Die Andovillewürstlin des Gargantua

8. Oktober 2012 Kurt Bracharz
Bildteil

Die französischen Bezeichnungen Andouille und Andouillette werden im Deutschen oft mit "Kuttelwurst" übersetzt. Kutteln sind aber Teile des Rindermagens, während die meisten Andouille-Sorten aus Schweinedarm bestehen, den man nur metaphorisch "Kutteln" nennen könnte. Die korrekte Bezeichnung wäre also "Gekrösewurst", allerdings ist das Wort "Gekröse" auch schon einigermaßen außer Gebrauch geraten.

Es gibt mehrere, im Namen meistens auf die Region Bezug nehmende Typen der französischen Gekrösewurst: Andouille de Troyes, Andouille de Jargeau, Andouille du Val-d’Ajol, Andouille de Guéméné, Andouille Rivalan-Quidu, Andouille de Vire, etc. Die angemessene Herstellung der Andouillette de Troyes überwacht die AAAAA (Association Amicale des Amateurs d’Andouillette Authentique).

In dem Band "Innereien" (1981) der "Time/Life"-Reihe "Die Kunst des Kochens" sind nicht nur mehrere Rezepte für "Gekrösewürste" angegeben (Lothringer Gekrösewurst, Andouillettes de Troyes, Gekrösewurst in Senfsauce, Gekrösewurst mit Sauerampferpüree), sondern zeigt auch eine Bildstrecke auf den Seiten 86/87 unter dem Titel "Wurst, die auf der Zunge zergeht" die Herstellung von "klassischen französischen andouillettes". Dafür solle man einen frischen Darm am Stück kaufen, damit er zum Aufwickeln lang genug ist. Die beiden letzten Meter, der Fettdarm, dienen als Hülle für die Fülle, den Hauptteil des Darms.

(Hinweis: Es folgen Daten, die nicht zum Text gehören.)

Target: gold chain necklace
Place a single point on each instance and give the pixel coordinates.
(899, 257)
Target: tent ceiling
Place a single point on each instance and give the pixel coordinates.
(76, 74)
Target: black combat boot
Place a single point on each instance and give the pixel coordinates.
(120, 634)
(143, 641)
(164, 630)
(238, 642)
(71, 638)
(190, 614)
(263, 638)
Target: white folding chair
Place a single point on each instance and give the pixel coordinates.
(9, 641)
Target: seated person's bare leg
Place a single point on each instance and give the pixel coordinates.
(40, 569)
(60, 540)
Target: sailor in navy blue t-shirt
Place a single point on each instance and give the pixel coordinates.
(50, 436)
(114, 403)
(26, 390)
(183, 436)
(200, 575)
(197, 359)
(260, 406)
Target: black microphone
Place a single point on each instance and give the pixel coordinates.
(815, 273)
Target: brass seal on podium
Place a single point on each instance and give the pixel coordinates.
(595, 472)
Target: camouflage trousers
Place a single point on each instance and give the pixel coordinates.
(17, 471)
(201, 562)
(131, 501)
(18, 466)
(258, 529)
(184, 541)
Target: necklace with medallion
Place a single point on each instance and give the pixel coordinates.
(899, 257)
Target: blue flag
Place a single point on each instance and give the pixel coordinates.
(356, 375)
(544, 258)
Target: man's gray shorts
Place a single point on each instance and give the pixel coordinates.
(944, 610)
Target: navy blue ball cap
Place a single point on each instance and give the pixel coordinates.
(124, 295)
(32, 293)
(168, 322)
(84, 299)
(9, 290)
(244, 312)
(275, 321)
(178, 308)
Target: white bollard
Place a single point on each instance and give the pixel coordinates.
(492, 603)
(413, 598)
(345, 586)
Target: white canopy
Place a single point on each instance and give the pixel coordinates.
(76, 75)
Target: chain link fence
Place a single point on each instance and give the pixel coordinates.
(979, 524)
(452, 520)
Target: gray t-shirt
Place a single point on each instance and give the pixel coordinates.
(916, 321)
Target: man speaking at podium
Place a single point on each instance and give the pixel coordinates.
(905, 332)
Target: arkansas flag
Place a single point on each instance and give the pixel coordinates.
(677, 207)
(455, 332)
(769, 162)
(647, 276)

Der Darm wird der Länge nach aufgeschnitten, gewaschen und zwei Stunden in gesäuertem, mehrmals gewechseltem Wasser gewässert, anschließend das Fett ausgeschabt. Dann wird der Darm in Streifen geschnitten und diese zu Schlingenbündeln gewickelt, die in die Hülle gestopft und zu Würstchen abgebunden werden. Zuletzt heißt es: "Die Würste können in dünne Scheiben geschnitten kalt serviert werden; sie sind aber auch gegrillt oder gebraten sehr zu empfehlen, da die Haut dann knusprig braun ist." Für die Andouille Lorraine wird dem Schweinsgekröse in kleine Stücke geschnittenes Schweinsmesenterium im Verhältnis 4:1 sowie Speck beigemischt und mit Lorbeer, Basilikum und fines herbes aromatisiert, und die Andouillettes de Troyes werden aus (eventuell mariniertem) Kalbsgekröse zubereitet.

Erich Lissner berichtet in "Wurstologia oder Es geht um die Wurst", Frankfurt 1939, über deutsche "Andullien": "Eine Trierer und Moselländische Spezialität sind die Andullien, bei deren Aussprache der Ton auf dem A zu liegen hat. Schon Fischarts Gargantua kannte "Andowillewürstlin". Der Weinbauer Nikolaus Jacoby in Erden an der Mosel gab uns folgendes Rezept, das wir hier unverändert wiedergeben wollen. "Die Dickdärme eines Schweines werden vom "Kot" entleert, am besten in laufendem Wasser, mit einem Messer ganz sauber und hell geschabt, gewaschen und dann in einem steinernen Topf eingesalzen mit viel Pfeffer, Zwiebeln und sonstigem Gewürz. Zirka 14 Tage sollen diese gut beschwert liegen, dann werden die Därme übereinandergezogen, daß diese aussehen wie Würste und dann geräuchert. Bei der Sache ist Sauberkeit und gutes Gewürz die Haupttugend; aber viele Leute machen schon keine mehr, weil die Arbeit zu dreckig ist, zumal das Schaben der Därme. Der Name ist jedenfalls französisch und viele Leute mögen schon keine mehr wegen dem Geruch beim Kochen. Und ich glaube, ich wollt auch keine, denn es ist eine Sauarbeit, wenn die Andullien auch pikant schmecken.""

Bei der kalabrischen "Nduja steht der Apostroph für ein A, sodass die Verwandtschaft zur Andouille offensichtlich ist. Diese hellrote, streichfähige Wurst besteht aus Schweinefleisch und Schweineinnereien, reichlich mit Chili gewürzt. Die in der Cajun-Küche oft eingesetzte Andouille der US-Südstaaten wird üblicherweise nur aus Schweinefleisch ohne Innereien hergestellt. Der Ort LaPlace in Louisiana am Ufer des Mississippi nennt sich trotzdem selbstironisch "Andouille-Hauptstadt der Welt".